Nicodemus came seeking further truth, which was a response to the teaching of Jesus. Jesus explained the gospel to him, another act that required a response from Nicodemus.
@BryanDavisAuth@TodAshby Where I get stuck is that it would be contingent on an act of man. Yes God justifies but man would have to act first and God respond. The story of Nicodemus comes to mind. How can a man know God without God?

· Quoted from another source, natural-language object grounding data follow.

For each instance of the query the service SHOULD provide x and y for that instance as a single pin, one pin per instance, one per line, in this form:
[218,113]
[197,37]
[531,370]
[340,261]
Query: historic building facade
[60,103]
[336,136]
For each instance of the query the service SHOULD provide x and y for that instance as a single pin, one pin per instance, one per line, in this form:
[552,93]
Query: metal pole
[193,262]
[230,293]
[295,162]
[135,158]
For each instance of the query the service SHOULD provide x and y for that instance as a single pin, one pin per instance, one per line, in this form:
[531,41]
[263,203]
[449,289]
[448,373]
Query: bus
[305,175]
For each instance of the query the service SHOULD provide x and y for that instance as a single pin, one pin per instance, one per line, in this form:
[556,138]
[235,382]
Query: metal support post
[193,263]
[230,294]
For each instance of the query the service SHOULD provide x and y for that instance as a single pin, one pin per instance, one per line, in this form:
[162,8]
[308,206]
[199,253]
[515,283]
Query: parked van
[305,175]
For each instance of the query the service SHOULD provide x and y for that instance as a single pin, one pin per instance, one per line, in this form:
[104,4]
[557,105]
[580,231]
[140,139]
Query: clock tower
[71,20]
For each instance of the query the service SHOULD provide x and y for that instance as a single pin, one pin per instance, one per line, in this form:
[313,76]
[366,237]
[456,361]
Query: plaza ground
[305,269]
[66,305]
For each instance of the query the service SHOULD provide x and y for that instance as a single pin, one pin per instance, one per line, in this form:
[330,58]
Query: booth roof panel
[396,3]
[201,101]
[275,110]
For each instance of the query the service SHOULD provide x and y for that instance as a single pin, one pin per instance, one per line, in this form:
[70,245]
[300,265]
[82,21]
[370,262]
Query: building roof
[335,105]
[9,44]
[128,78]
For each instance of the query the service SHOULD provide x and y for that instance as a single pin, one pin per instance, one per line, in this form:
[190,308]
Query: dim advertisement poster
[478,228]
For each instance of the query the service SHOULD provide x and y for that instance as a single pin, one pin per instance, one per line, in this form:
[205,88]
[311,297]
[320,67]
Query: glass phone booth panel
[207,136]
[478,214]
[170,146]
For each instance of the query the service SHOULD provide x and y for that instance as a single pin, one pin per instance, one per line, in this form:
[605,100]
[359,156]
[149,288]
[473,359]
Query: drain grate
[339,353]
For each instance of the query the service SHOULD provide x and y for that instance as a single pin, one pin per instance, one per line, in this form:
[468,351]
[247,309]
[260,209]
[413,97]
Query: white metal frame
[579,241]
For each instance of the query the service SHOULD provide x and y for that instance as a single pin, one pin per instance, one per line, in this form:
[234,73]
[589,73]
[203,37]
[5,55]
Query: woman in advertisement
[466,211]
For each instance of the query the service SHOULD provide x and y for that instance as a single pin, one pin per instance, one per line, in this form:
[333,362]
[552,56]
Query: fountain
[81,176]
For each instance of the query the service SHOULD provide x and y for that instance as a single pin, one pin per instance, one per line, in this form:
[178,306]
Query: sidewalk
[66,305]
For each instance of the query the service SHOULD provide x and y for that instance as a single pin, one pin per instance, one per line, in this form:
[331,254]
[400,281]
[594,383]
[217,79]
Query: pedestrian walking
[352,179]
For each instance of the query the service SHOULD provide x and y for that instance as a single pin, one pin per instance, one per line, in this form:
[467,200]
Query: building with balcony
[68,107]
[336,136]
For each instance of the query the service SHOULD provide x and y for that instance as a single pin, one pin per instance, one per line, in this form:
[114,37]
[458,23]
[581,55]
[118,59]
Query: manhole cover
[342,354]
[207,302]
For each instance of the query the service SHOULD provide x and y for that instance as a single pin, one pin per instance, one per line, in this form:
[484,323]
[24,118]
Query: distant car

I think a choice to believe is not a "work" in the sense of "not of works" in the biblical framework for salvation. Paul separated works from faith, so faith is not a work.
I think if God decided to grant salvation to those who choose to believe, then the causing act of saving is still God's choice, not man's.
@BryanDavisAuth@TodAshby Where I’m at with this (and I’m also learning and chewing on things) is that any outcome dependent on personal (and esp unknown) choice = a work/act on which salvation hinges
@BryanDavisAuth@TodAshby That’s a new take. Doesn’t God exist outside of time and space and therefore future is a present reality? Again, genuinely asking…because “when you pour the infinite into the finite, there’s bound to be some spillage”
I believe God knows everything there is to know, which is a good definition of omniscience.
I'm not sure that future free-will choices are in the realm of "everything there is to know." Since the future doesn't exist yet, I don't understand how it's possible to see something that isn't there to see.
God can surely know the future with regard to what He plans to do and with regard to choices that are settled in people's minds. But seeing something that doesn't exist doesn't make sense to me.
I am aware of the arguments against my point of view on this matter, but that's where my opinion is at this point. Even after being a Christian for more than 40 years, I am still learning.
Definitions of "sovereign" vary. I don't believe that God has meticulous control over which individuals will have faith and be saved.
In His sovereignty, God decided to allow people free will to have faith. He decided beforehand that He would save believers. He did not decide who those believers would be.
Those decisions are part of God's sovereign choices.
@BryanDavisAuth@TodAshby Interesting explanation. Genuine question, do you then conclude that God isn’t or is sovereign over whether a person will have faith?
@ReformedDoc Not a single one of them. They were/are dangerously wrong on way too many critical doctrines. There is no Calvinist theologian that I respect.